# Demonstration by artificial dataset

In [1]:
from fairtorch import ConstraintLoss, DemographicParityLoss, EqualiedOddsLoss
import random
import numpy as np
import torch
from torch import nn, optim
from torch.utils.data import DataLoader, Dataset


In [2]:
def seed_everything(seed):
    random.seed(seed)
    os.environ["PYTHONHASHSEED"] = str(seed)
    np.random.seed(seed)
    torch.manual_seed(seed)
    torch.cuda.manual_seed(seed)
    torch.backends.cudnn.deterministic = True


seed_everything(2021)

## Prepare artificial dataset 

In [3]:
n_feature = 5

def genelate_data(n_samples = 1000, n_feature=n_feature):

    y = np.random.randint(0, 2, size=n_samples)
    loc0 = np.random.uniform(-2, 2, n_feature)
    loc1 = np.random.uniform(-2, 2, n_feature)

    X = np.zeros((n_samples, n_feature))
    for i, u in enumerate(y):
        if y[i] ==0:
            X[i] = np.random.normal(loc = loc0, scale=1.0, size=n_feature)  
        else:
            X[i] = np.random.normal(loc = loc1, scale=1.0, size=n_feature)  

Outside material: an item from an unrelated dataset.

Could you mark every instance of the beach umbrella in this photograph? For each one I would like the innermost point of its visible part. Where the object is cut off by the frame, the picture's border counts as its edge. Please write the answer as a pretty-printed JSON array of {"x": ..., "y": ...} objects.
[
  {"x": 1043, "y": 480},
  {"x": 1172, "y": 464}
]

    sensi_feat = (X[:, 0] > X[:, 0].mean()).astype(int)
    X[:, 0] = sensi_feat.astype(np.float32)
    X = torch.from_numpy(X).float()
    y = torch.from_numpy(y).float()
    sensi_feat = torch.from_numpy(sensi_feat)
    return X, y, sensi_feat


In [4]:
dataset = genelate_data(1024, n_feature=n_feature)
# data split
n_train = int(0.7*len(dataset[0]))
X_train, y_train, sensi_train = map(lambda x : x[:n_train], dataset)
X_test, y_test, sensi_test = map(lambda x : x[n_train:], dataset)


## train model

In [None]:
model = nn.Sequential(nn.Linear(n_feature,1))

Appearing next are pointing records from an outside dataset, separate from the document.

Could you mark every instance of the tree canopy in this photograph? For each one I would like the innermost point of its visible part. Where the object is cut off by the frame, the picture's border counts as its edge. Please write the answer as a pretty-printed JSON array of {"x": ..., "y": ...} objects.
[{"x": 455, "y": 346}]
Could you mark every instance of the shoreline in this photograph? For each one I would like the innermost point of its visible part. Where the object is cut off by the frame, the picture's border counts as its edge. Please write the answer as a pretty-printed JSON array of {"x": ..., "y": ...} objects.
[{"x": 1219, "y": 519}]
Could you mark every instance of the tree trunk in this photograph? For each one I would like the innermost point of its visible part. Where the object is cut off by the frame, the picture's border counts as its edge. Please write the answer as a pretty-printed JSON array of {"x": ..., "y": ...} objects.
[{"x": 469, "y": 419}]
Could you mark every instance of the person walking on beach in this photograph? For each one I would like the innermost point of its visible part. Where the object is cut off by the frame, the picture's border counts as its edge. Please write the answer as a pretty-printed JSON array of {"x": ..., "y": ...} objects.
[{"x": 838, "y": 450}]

criterion = nn.BCEWithLogitsLoss()
optimizer = optim.SGD(model.parameters(),lr=0.1)

for i in range(0, 200):
    optimizer.zero_grad()    
    logit = model(X_train)
    loss = criterion(logit.view(-1), y_train)
    
    loss.backward()
    optimizer.step()
y_pred = (torch.sigmoid(model(X_test)).view(-1) > 0.5 ).float()
acc_test = (y_pred  == y_test ).float().mean().item()

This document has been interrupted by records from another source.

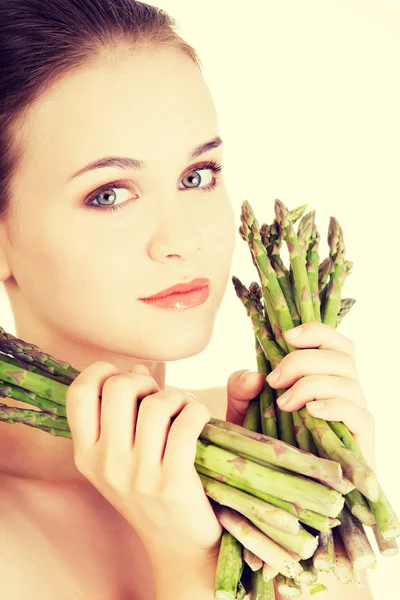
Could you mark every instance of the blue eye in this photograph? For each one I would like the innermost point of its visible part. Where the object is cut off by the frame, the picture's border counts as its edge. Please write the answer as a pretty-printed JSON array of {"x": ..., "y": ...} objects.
[{"x": 105, "y": 197}]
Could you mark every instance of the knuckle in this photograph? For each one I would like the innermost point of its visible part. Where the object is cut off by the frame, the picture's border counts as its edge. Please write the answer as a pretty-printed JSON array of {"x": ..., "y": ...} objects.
[
  {"x": 75, "y": 391},
  {"x": 154, "y": 403},
  {"x": 170, "y": 494},
  {"x": 142, "y": 486},
  {"x": 351, "y": 346},
  {"x": 117, "y": 383},
  {"x": 81, "y": 462}
]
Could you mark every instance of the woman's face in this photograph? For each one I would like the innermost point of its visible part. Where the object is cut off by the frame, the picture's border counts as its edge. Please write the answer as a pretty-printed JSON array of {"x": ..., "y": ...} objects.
[{"x": 79, "y": 271}]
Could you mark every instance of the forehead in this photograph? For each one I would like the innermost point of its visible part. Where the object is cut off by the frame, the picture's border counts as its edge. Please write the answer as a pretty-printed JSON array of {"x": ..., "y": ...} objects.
[{"x": 140, "y": 106}]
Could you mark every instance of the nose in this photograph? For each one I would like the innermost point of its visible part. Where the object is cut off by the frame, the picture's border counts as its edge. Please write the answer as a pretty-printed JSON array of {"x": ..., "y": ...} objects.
[{"x": 175, "y": 236}]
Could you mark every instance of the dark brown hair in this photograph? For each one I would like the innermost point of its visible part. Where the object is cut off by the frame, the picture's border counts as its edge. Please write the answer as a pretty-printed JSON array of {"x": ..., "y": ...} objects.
[{"x": 43, "y": 40}]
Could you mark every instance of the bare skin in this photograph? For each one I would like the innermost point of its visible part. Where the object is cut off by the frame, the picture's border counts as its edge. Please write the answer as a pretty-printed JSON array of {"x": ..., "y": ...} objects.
[
  {"x": 89, "y": 550},
  {"x": 75, "y": 276}
]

print("acc test: ",acc_test)

acc_test_vanilla = acc_test

gap_vanilla = np.abs(y_pred[sensi_test==0].mean().item() - y_pred[sensi_test==1].mean().item())
print("gap of expected values: ", gap_vanilla)

## demographic partity 

In [None]:
dim_hiden = 32
model = nn.Sequential(nn.Linear(n_feature,1))

dp_loss = DemographicParityLoss(sensitive_classes=[0, 1], alpha=100) # constraint 
optimizer = optim.SGD(model.parameters(),lr=0.1)



# train 
for i in range(0, 100):
    optimizer.zero_grad()    
    logit = model(X_train)
    loss = criterion(logit.view(-1), y_train)
    loss +=  dp_loss(X_train, logit, sensi_train) # add constraint
    loss.backward()
    optimizer.step()
y_pred = (torch.sigmoid(model(X_test)).view(-1) > 0.5 ).float()
acc_test = (y_pred  == y_test ).float().mean().float().item()

print("acc test: ",acc_test)

acc_test_vanilla = acc_test

gap_dp = np.abs(y_pred[sensi_test==0].mean().item() - y_pred[sensi_test==1].mean().item())
print("gap of expected values: ", gap_dp)